When I was a job seeker this summer, I wrote a customized cover letter for every job that I applied to. Although I could crank out cover letters pretty quickly by the end of the summer, the process itself wasn’t terribly efficient. I wondered if I could have done some things differently to make the process easier for myself.
However, form cover letters are no good. Hiring managers can tell when job seekers send them the same letter sent to every other company in your job search, and it doesn’t reflect well on the candidate. So what’s a savvy job seeker to do? Save yourself some time by using a few simple tricks— and by putting the cover letter in perspective.
Not too long ago we touched on whether or not you need a unique resume for each job you apply to. Different than a resume, a customized cover letter is essential. However, some parts of every cover letter you write will be the same. Keep a word processing document with things like your contact information, your closing paragraph, and your signature, all formatted correctly for easy copying into whatever cover letter you are working on at the moment.
Even the body paragraphs of your cover letter can be made into a template of sorts. Assuming a cover letter structure somewhat like this one, pull your three favorite middle paragraphs from some of your favorite cover letters. Keep them handy alongside your other information. The body paragraphs should all display your talents, in some form or another, and so should be relatively interchangeable. Of course, do tweak those paragraphs in order to show how your talents can meet the needs of the specific company. Swap out a few sentences to show how your particular skills match the job description. For example, draw a parallel between your previous fundraising experience and the company’s need for a good event planner.

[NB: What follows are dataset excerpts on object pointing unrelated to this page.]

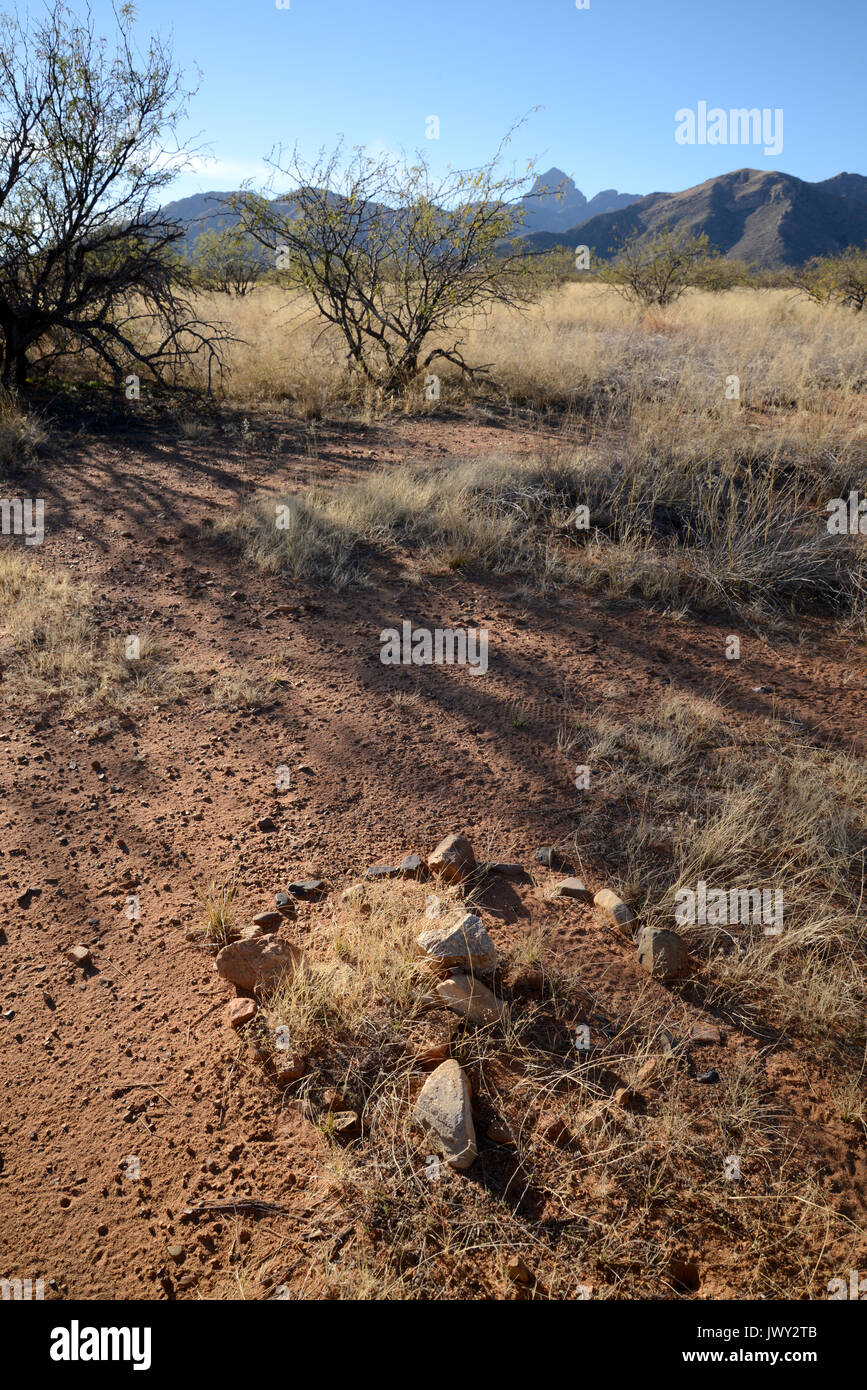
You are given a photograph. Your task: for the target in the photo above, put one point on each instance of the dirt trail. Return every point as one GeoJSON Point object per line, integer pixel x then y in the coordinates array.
{"type": "Point", "coordinates": [132, 1061]}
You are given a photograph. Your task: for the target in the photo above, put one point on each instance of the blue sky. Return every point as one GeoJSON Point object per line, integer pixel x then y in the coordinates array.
{"type": "Point", "coordinates": [609, 81]}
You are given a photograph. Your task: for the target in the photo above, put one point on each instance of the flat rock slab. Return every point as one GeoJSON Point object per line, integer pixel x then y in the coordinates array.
{"type": "Point", "coordinates": [618, 911]}
{"type": "Point", "coordinates": [378, 872]}
{"type": "Point", "coordinates": [307, 887]}
{"type": "Point", "coordinates": [571, 888]}
{"type": "Point", "coordinates": [453, 859]}
{"type": "Point", "coordinates": [463, 943]}
{"type": "Point", "coordinates": [470, 998]}
{"type": "Point", "coordinates": [705, 1033]}
{"type": "Point", "coordinates": [268, 920]}
{"type": "Point", "coordinates": [506, 870]}
{"type": "Point", "coordinates": [443, 1109]}
{"type": "Point", "coordinates": [662, 954]}
{"type": "Point", "coordinates": [241, 1012]}
{"type": "Point", "coordinates": [257, 962]}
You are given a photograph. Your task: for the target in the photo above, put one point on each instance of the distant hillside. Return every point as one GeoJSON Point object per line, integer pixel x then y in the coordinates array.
{"type": "Point", "coordinates": [757, 216]}
{"type": "Point", "coordinates": [555, 203]}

To keep things fresh, you will probably always want to write a new introductory paragraph for your cover letter. Most of this information will need to be specific to each position—position name, company name, where you heard about the opening, etc.—and this is a great opportunity to start each cover letter in a unique way.
So, about how long should you spend writing a cover letter? Alison Green, of Ask A Manager, suggests job seekers spend about 20 minutes. No sweat, right? That’s less than one TV comedy (there’s one in the primetime lineup you don’t like very much anyway, right?), less time than your lunch break, and less time it takes to make 30-minute brownies! Plus, then you’ll have brownies as a reward for being such a savvy job seeker.
Use these simple tricks to make customized cover letters quicker, and take some of the stress out of writing cover letters. Happy writing!